Is this sort of like self-hosted NotebookLM?

awaseem - 8 days ago

This is awesome and love that its open source!

winddude - 7 days ago

why use a name, although spelled differently onyx vs onnx, that's already used and known in the ML/AI community?

mentalgear - 8 days ago

A bit like mastra.ai - my goto SOTA solution for these kind of LLM flow coordinations (though more dev-focused). (yes I realise this is more user-facing)

nawtagain - 8 days ago

Congrats on the launch!

Can you clarify the license and if this actually meets the definition of Open Source as outlined by the OSI [1] or if this is actually just source available similar to OpenWebUI?

Specifically can / does this run without the /onyx/backend/ee and web/src/app/ee directories which are licensed under a proprietary license?

1 - https://opensource.org/licenses

throw4039 - 7 days ago

Looks awesome! I'm really trying to switch off Open WebUI due to its general slowness and bugginess, as well as documentation which is almost entirely slop.

However it doesn't seem to have MinerU as a supported backend, which is hands-down the best PDF extraction tool I've ever used (and is self-hostable on a machine with a modest GPU).
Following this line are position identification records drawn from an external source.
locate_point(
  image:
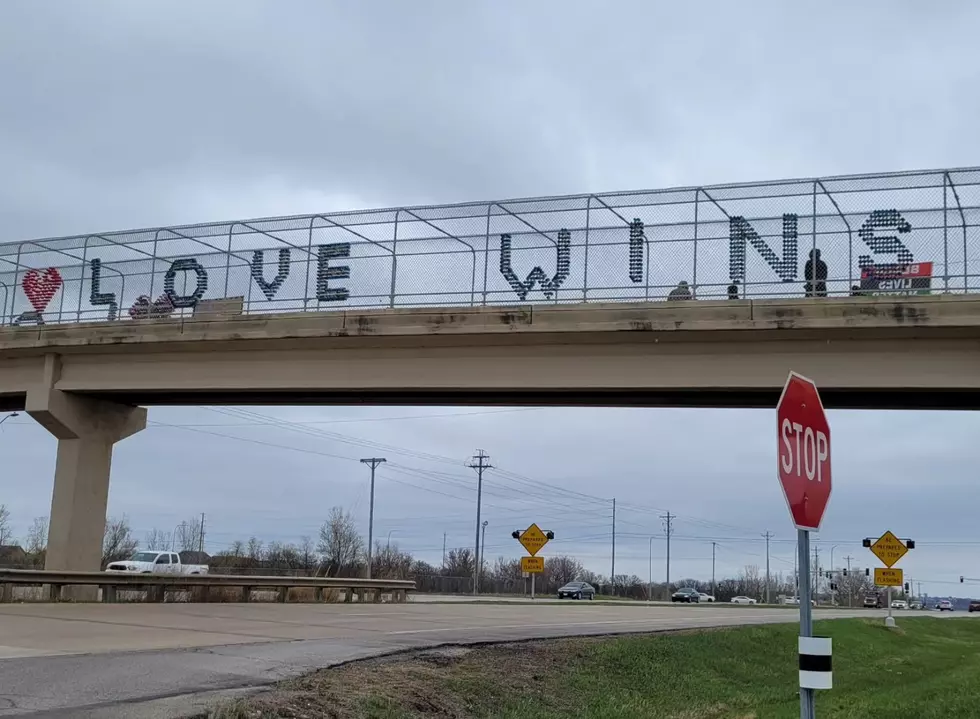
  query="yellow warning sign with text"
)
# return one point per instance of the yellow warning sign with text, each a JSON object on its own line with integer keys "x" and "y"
{"x": 532, "y": 565}
{"x": 533, "y": 539}
{"x": 889, "y": 549}
{"x": 888, "y": 577}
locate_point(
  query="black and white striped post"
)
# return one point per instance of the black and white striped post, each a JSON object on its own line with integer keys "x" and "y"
{"x": 803, "y": 468}
{"x": 816, "y": 670}
{"x": 807, "y": 710}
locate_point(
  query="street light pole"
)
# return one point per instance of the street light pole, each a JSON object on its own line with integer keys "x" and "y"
{"x": 372, "y": 462}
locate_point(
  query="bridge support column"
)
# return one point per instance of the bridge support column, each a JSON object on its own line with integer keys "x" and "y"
{"x": 86, "y": 430}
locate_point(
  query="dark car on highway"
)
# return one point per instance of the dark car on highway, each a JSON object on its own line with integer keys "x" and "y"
{"x": 686, "y": 594}
{"x": 577, "y": 590}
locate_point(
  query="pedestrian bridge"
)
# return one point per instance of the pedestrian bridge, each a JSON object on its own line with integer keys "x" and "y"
{"x": 874, "y": 353}
{"x": 865, "y": 284}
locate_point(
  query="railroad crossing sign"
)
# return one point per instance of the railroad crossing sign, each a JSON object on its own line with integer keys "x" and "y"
{"x": 889, "y": 549}
{"x": 888, "y": 577}
{"x": 803, "y": 461}
{"x": 533, "y": 539}
{"x": 532, "y": 565}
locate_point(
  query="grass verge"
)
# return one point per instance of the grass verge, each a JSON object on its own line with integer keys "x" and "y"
{"x": 927, "y": 669}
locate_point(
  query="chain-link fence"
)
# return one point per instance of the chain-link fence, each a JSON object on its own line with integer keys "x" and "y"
{"x": 903, "y": 233}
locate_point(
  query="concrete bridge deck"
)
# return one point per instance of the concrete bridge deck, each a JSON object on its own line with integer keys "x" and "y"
{"x": 864, "y": 352}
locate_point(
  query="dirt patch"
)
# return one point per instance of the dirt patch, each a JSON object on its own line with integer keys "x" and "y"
{"x": 443, "y": 683}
Could it be added?

https://github.com/opendatalab/MinerU

WhereIsTheTruth - 7 days ago

- can't branch-off/fork a chat

- can't fold/unfold code

- lack syntax highlight for some languages (Zig, Odin, D)

simianparrot - 7 days ago

... just because OpenAI call their product "ChatGPT" doesn't mean the term "chat" should now mean "interacting with an LLM".

KaoruAoiShiho - 8 days ago

I've been using Cherry Studio, works great.

hobofan - 7 days ago

Congrats on the launch!

We are building a competing open source tool[0] with a very similar focus (strongly relying on interoperable standards like MCP; built for enterprise needs, etc.), though bootstrapping with customers rather than being VC funded. It's nice to see a competitor in the field following similar "OSS Friends" principles, while many of the other ones seem to have strong proprietary tendencies.
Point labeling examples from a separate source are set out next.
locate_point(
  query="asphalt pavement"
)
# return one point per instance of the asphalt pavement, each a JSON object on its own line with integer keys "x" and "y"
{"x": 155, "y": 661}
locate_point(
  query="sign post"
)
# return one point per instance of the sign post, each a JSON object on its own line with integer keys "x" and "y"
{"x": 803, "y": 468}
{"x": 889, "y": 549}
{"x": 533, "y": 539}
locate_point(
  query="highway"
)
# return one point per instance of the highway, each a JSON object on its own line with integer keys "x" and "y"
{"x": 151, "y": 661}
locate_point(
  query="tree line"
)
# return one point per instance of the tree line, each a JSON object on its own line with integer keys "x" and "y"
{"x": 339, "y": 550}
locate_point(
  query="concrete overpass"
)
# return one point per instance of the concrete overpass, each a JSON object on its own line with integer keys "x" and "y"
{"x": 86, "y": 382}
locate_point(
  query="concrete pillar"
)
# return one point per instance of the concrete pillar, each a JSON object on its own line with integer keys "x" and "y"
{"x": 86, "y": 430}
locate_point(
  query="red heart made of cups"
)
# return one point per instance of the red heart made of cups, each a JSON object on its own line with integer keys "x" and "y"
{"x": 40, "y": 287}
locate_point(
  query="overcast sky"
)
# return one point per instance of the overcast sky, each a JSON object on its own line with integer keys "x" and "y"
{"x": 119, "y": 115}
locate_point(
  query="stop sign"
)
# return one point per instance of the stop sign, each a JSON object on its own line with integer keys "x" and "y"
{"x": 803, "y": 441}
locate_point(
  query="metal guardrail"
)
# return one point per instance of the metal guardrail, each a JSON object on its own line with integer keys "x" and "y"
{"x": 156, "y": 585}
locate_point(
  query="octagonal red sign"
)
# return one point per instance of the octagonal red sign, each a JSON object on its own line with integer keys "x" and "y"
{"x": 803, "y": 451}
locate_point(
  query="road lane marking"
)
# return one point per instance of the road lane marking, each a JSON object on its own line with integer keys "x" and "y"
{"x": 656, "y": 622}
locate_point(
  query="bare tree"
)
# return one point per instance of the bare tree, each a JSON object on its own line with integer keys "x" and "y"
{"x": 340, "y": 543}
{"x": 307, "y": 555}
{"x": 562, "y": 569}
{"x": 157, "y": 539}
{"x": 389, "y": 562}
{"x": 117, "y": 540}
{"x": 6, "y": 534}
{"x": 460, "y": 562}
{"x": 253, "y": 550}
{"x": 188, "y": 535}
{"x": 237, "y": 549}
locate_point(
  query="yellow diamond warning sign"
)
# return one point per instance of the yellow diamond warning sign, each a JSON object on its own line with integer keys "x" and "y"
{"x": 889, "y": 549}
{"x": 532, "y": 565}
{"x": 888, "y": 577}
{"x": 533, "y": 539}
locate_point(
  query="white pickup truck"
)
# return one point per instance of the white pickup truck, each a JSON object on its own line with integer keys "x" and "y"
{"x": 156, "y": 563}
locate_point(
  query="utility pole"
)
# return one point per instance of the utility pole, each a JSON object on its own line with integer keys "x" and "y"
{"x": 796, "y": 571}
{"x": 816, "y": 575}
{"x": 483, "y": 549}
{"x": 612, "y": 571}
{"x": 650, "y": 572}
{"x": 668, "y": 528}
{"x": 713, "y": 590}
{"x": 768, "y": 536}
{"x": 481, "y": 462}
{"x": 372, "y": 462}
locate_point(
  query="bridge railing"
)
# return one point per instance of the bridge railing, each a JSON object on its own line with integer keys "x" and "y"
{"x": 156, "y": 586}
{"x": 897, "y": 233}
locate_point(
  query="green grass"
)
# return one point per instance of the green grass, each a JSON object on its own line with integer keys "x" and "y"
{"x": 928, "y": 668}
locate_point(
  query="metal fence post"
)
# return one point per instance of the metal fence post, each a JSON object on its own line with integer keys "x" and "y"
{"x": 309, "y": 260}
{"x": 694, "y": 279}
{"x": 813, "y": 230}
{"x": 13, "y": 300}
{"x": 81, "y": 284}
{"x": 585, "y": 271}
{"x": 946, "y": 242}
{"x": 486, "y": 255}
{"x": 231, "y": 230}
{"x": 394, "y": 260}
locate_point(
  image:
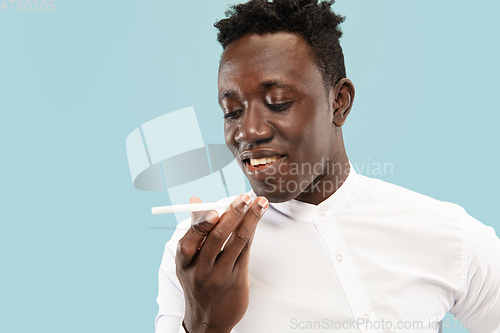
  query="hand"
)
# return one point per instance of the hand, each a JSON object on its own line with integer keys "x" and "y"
{"x": 215, "y": 281}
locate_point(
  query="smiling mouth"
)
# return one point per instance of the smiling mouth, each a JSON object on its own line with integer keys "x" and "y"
{"x": 263, "y": 161}
{"x": 258, "y": 164}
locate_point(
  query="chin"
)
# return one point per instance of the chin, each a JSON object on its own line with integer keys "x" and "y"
{"x": 274, "y": 195}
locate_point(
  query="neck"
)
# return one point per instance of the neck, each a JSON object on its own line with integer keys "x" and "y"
{"x": 334, "y": 174}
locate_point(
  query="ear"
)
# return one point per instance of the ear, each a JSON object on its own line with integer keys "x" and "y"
{"x": 342, "y": 98}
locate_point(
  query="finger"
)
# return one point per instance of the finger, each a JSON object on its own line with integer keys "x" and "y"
{"x": 200, "y": 215}
{"x": 220, "y": 233}
{"x": 238, "y": 246}
{"x": 201, "y": 225}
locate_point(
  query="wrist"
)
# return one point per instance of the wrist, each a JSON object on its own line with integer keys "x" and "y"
{"x": 203, "y": 329}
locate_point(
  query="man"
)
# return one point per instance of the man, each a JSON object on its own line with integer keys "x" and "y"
{"x": 314, "y": 246}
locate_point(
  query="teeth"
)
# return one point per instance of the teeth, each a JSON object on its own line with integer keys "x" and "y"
{"x": 264, "y": 160}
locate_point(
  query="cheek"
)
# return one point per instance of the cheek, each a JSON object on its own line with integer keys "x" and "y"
{"x": 229, "y": 133}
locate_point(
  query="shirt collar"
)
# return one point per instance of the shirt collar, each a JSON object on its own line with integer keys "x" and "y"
{"x": 301, "y": 211}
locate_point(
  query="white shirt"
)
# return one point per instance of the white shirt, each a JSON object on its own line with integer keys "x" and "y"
{"x": 373, "y": 257}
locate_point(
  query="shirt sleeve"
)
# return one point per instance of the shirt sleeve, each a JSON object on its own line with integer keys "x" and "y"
{"x": 477, "y": 305}
{"x": 170, "y": 295}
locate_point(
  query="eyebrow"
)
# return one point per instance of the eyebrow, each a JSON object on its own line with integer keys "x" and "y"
{"x": 266, "y": 85}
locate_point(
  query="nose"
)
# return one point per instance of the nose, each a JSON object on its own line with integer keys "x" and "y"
{"x": 254, "y": 127}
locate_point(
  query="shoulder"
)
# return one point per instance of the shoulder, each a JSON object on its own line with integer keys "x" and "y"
{"x": 400, "y": 198}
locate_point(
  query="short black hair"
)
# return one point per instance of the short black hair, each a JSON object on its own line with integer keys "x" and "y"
{"x": 316, "y": 22}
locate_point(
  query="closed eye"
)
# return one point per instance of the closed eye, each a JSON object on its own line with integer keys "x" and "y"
{"x": 232, "y": 115}
{"x": 280, "y": 107}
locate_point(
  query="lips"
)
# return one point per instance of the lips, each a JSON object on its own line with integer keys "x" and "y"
{"x": 261, "y": 164}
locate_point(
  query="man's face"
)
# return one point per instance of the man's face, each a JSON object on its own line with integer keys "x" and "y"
{"x": 278, "y": 114}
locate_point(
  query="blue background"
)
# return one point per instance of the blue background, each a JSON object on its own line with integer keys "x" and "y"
{"x": 79, "y": 249}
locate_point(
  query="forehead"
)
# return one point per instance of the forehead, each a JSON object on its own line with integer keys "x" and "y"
{"x": 273, "y": 57}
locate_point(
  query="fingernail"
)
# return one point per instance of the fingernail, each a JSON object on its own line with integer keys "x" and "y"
{"x": 263, "y": 203}
{"x": 242, "y": 198}
{"x": 246, "y": 199}
{"x": 212, "y": 217}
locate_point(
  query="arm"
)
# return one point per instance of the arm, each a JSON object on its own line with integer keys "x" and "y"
{"x": 213, "y": 273}
{"x": 478, "y": 304}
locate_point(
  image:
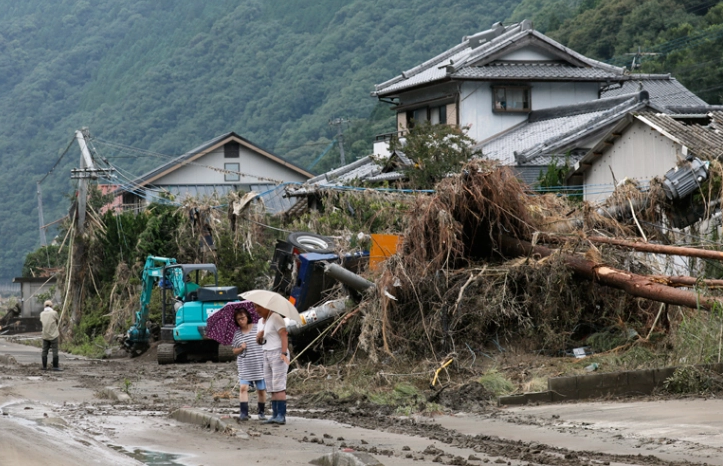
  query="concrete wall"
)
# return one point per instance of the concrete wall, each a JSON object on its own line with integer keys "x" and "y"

(Small heads up: The "view all integrations" button goes to a 404)

[0] https://erato.chat/

symisc_devel - 7 days ago

Congratulations for the launch. Actually we launched a similar product recently named Vision Workspace (https://vision.pixlab.io). The general chat niche is quite saturated and practically locked by the major players. I recommend that you focus on one core feature and pivot from there. For us it was the built-in OCR and document query interface inside the UI that initiated the traction and the app is quite popular now in Japan and Malaysia.

turblety - 7 days ago

What is it with these Chat apps having strange and not-real open source licenses? OpenWebUI is the same. Is there something about these chat apps that seems to make them more prone to weird and strange licenses? Just opportunist?

_pdp_ - 8 days ago

> We’re building an open-source chat that works

As long as you have Pricing on your website your product is not open source in the true spirit of open sourceness. It is open code for sure but it is a business and so incentive is to run it like a business which will conflate with how the project is used by the community.
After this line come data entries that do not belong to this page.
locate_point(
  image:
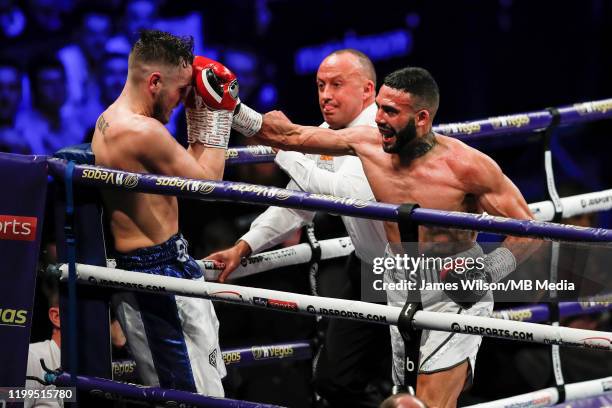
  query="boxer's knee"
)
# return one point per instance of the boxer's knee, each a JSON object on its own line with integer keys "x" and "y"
{"x": 430, "y": 391}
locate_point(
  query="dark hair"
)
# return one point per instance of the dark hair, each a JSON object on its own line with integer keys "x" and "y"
{"x": 364, "y": 61}
{"x": 159, "y": 46}
{"x": 418, "y": 82}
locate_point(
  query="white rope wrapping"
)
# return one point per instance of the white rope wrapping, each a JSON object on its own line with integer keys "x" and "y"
{"x": 549, "y": 396}
{"x": 348, "y": 309}
{"x": 574, "y": 205}
{"x": 293, "y": 255}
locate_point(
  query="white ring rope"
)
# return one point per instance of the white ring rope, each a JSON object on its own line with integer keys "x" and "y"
{"x": 293, "y": 255}
{"x": 337, "y": 247}
{"x": 349, "y": 309}
{"x": 574, "y": 205}
{"x": 549, "y": 396}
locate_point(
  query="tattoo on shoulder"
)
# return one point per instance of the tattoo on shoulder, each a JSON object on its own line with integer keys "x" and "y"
{"x": 102, "y": 124}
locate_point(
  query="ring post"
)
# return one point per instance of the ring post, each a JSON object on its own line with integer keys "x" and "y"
{"x": 93, "y": 320}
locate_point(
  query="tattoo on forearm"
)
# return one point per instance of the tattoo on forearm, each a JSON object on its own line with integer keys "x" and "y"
{"x": 102, "y": 124}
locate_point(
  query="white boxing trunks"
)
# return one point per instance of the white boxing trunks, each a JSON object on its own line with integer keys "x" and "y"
{"x": 439, "y": 350}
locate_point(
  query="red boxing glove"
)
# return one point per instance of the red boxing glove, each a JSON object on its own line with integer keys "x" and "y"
{"x": 215, "y": 83}
{"x": 211, "y": 108}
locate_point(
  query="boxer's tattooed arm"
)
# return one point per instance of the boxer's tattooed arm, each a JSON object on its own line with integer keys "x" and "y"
{"x": 102, "y": 124}
{"x": 427, "y": 143}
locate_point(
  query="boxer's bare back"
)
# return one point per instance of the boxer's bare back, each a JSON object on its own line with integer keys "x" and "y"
{"x": 130, "y": 136}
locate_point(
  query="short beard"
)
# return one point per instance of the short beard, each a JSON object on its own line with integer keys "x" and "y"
{"x": 402, "y": 138}
{"x": 158, "y": 108}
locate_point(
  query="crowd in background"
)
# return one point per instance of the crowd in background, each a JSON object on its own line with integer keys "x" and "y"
{"x": 63, "y": 61}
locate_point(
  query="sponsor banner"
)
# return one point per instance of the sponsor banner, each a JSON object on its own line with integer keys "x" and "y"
{"x": 323, "y": 311}
{"x": 275, "y": 304}
{"x": 16, "y": 228}
{"x": 488, "y": 331}
{"x": 24, "y": 182}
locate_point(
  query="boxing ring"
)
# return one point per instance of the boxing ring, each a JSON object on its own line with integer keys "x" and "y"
{"x": 514, "y": 324}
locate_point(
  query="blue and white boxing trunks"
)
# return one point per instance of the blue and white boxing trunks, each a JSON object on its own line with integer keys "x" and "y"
{"x": 174, "y": 339}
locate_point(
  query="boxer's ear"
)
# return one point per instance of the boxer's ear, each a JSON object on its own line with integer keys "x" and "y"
{"x": 368, "y": 89}
{"x": 422, "y": 117}
{"x": 155, "y": 82}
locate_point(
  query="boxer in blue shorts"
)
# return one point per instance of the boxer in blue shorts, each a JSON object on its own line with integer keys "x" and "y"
{"x": 174, "y": 339}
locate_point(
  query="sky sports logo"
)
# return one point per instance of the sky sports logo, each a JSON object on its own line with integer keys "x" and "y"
{"x": 18, "y": 228}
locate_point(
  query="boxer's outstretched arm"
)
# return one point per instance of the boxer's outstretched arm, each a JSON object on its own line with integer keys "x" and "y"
{"x": 497, "y": 195}
{"x": 278, "y": 131}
Btw, there is nothing wrong with that but let's be honest here if you get this funded (perhaps it already is) who are you going to align your mission with - the open source community or shareholders? I don't think you can do both. Especially if a strong competitor comes along that simply deploys the same version of the product. We have seen this story many times before.

Now, this is completely different from let's say Onyx being an enterprise search product where you create a community-driven version. You might say that fundamentally it is the same code but the way it is presented is different. Nobody will think this is open-source but more of "the source is available" if you want to check.

I thought perhaps it will benefit to share this prospective here if it helps at all.

Btw, I hear good things about Onyx and I have heard that some enterprises are already using it - the open-source version.

phildougherty - 8 days ago

Honestly surprised something like this can get funded

haolez - 7 days ago

[flagged]

polynomial - 7 days ago

Onyx?

And no one bothered to say anything to them?

zach_moore - 7 days ago

This was funded by YC? Why? It's more of a developer project/tool. It will become useless really quickly.